While the PepperTap model may resemble businesses in the U.S., Europe and China, Singh believes that the Indian market and consumers are wholly different and that requires a new approach. For example, regulations prevent the mark-up of goods, so PepperTap is aiming to reach significant scale and use a different business model to make money, he said. Its approach to distribution is interesting, since it splits cities into zones and then uses a single store to service each one — thus helping its retail partners achieve scale quickly.

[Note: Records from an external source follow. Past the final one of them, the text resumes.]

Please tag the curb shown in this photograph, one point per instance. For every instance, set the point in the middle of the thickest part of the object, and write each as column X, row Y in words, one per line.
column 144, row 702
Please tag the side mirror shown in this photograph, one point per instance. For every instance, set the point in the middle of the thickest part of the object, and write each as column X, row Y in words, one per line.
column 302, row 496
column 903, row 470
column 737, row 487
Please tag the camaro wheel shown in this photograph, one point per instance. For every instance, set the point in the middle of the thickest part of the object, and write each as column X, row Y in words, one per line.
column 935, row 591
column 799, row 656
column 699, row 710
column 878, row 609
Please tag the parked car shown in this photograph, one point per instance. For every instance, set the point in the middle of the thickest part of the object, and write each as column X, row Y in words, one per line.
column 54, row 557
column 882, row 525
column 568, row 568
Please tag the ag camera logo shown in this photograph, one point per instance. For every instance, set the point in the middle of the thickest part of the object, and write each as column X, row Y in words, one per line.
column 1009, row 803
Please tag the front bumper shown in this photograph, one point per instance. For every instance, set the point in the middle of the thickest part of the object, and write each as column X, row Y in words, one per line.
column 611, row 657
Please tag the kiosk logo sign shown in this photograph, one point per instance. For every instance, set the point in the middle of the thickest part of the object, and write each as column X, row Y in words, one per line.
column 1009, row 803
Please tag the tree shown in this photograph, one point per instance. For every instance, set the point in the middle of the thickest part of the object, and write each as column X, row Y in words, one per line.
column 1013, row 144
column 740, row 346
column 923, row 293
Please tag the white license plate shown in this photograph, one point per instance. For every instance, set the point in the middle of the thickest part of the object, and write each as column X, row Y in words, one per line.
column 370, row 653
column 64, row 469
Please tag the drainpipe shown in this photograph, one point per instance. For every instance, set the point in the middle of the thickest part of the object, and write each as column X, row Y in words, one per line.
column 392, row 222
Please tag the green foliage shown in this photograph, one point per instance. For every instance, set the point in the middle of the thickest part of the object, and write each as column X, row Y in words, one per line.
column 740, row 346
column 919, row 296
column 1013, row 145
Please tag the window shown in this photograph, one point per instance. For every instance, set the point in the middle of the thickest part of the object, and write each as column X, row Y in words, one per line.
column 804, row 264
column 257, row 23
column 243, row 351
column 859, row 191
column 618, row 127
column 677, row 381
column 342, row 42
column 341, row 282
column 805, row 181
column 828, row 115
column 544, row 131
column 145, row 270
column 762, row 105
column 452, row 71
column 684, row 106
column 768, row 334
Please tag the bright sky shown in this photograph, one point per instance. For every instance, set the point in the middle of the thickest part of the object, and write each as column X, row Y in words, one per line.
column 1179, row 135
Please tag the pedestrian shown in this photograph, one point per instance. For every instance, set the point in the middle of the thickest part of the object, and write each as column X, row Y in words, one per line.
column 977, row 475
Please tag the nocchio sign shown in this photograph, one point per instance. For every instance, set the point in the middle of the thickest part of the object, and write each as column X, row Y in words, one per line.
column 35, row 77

It also chooses its partners selectively, working with those that need to get online but don’t have the resources.

“We are not an e-grocer, we are partnering and enabling these stores to compete,” Singh said. “Stores right now face the challenge of people going online, [many] don’t have the finances to create their own infrastructure… their customers will migrate online, so we’re trying to help these guys compete with the bigger boys.”

If PepperTap can scale to 75 cities that would give it a formidable network, but Singh isn’t interested in moving into new verticals outside of the weekly shop. So, areas like fresh meat may be entered, but electronics and other more luxuriant products are not in the roadmap.

In addition to operational expenses, PepperTap plans to invest this new funding into developing its technology. Singh said Android accounts for 85 percent of orders, with iOS taking 10 percent and mobile web the remainder. When asked if he’d follow the Indian trend of going app-only and removing a mobile web presence, Singh admitted that the company had considered it but didn’t have any immediate plans.

PepperTap has raised three rounds of funding within six months, but we shouldn’t necessarily expect that rapid fire reloading of capital to continue.

“We have enough capital to go on, but capital raising is [a] fairly continuous [process],” he said, although interest from the “right” investors could trigger an additional round.